TROP LACHES POUR SE REVOLTER

Pourquoi cette minorité qui possède est-elle plus forte que la majorité qui est dépossédée ? Parce que cette majorité du peuple est ignorante et sans énergie ; elle supporte tous les caprices des possédants en baissant les épaules. Ces gens sont trop lâches pour se révolter et, bien mieux, si parmi eux il y en a qui sortent de leur troupeau, ils s’efforcent de les y empêcher soit exprès, soit par leur bêtise, mais ils sont aussi dangereux l’un que l’autre. Ils se réclament de l’honnêteté mais sous leur marque se cache une hypocrisie et une lâcheté qui n’est pas discutable.

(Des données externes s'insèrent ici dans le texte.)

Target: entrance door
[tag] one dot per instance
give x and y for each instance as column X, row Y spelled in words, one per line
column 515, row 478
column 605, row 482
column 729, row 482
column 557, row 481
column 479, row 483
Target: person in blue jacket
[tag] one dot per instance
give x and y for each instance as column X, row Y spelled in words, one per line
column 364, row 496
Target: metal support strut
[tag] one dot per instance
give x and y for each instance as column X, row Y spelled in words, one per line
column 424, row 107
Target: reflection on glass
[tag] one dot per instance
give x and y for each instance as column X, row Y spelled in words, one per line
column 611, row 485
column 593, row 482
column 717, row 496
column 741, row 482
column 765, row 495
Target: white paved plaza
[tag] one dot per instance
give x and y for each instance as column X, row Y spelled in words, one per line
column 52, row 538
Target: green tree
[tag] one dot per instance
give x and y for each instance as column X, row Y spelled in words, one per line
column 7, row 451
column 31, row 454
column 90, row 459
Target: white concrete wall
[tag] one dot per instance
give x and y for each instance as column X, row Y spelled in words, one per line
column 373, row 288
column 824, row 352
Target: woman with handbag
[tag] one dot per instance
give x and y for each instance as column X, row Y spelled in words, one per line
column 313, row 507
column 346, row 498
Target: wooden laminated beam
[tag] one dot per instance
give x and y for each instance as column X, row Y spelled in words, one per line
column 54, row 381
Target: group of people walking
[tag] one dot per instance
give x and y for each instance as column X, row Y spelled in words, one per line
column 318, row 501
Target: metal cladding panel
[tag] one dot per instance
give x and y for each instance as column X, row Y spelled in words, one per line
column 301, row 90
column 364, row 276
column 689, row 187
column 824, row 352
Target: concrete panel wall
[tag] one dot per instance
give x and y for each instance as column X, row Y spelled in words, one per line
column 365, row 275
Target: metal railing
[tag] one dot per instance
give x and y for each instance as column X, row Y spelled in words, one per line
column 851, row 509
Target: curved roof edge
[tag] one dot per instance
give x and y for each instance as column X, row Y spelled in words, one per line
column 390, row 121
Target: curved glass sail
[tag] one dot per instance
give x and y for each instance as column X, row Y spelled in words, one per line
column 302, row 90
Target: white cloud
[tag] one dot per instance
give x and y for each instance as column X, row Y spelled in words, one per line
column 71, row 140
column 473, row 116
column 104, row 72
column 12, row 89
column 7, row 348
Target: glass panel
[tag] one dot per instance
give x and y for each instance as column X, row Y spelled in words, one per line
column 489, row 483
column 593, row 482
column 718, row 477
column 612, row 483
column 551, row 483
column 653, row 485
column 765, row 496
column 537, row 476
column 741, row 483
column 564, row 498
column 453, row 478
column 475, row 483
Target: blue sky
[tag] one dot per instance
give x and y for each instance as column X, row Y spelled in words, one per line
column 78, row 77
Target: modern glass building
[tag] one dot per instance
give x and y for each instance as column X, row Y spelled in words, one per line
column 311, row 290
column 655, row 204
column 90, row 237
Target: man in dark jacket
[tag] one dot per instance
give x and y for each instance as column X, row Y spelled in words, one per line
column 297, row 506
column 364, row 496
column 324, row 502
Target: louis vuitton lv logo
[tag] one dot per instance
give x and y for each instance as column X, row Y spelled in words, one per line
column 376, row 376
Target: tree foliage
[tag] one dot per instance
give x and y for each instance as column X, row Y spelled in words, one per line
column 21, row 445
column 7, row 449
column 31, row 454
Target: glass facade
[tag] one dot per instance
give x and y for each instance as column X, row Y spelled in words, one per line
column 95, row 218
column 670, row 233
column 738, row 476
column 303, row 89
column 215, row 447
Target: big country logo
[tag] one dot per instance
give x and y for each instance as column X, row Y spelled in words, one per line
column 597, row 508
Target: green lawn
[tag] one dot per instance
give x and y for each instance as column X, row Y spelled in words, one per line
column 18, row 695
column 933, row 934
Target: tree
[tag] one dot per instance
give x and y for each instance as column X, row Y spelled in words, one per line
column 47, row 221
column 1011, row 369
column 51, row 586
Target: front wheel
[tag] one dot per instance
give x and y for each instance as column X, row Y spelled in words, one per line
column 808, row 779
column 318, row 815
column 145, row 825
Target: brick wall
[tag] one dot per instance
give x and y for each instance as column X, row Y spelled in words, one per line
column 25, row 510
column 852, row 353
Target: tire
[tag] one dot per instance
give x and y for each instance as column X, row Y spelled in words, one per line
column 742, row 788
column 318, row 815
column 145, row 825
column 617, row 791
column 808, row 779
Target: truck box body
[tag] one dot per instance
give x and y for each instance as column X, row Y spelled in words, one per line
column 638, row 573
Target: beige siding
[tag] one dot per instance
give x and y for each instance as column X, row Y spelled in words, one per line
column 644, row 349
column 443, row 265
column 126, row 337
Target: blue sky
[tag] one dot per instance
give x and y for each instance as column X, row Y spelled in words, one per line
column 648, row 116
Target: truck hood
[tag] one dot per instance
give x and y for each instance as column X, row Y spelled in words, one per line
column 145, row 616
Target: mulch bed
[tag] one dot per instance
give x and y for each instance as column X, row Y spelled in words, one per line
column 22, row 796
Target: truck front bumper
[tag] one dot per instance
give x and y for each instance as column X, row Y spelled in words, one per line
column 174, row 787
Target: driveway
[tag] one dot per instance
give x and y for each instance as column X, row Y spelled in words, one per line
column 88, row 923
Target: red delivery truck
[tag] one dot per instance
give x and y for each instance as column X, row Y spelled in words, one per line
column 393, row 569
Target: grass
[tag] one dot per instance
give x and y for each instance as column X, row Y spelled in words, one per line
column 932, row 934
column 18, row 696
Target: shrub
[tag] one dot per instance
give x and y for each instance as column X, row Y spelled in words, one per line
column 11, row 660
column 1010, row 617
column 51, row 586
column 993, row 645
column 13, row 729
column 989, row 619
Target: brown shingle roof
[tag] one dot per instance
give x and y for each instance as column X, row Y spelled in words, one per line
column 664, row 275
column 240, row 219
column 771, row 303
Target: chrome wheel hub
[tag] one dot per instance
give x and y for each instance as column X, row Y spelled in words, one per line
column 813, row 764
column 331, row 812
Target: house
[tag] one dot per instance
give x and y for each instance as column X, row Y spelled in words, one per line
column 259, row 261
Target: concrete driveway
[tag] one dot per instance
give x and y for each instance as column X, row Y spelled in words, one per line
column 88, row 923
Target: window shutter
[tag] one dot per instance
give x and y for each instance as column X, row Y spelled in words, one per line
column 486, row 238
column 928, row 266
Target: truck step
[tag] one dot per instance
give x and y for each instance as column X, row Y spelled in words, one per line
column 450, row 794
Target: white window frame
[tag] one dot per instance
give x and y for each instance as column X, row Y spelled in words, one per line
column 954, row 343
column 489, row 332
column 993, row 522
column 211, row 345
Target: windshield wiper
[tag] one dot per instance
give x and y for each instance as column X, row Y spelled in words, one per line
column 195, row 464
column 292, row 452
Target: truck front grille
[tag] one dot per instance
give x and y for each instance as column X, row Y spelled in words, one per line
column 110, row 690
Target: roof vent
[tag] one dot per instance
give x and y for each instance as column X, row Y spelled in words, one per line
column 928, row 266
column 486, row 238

Que l’on me montre un honnête homme !

C’est pour toutes ces choses que je me suis révolté, c’est parce que je ne voulais pas vivre la vie de la société actuelle et que je ne voulais pas attendre que je sois mort pour vivre que je me suis défendu contre les oppresseurs par toutes sortes de moyens à ma disposition.

DES MON PLUS JEUNE AGE

Dès mon plus jeune âge, je connus déjà l’autorité du père et de la mère et avant d’avoir l’âge de comprendre je me révoltai contre cette autorité ainsi que celle de l’école.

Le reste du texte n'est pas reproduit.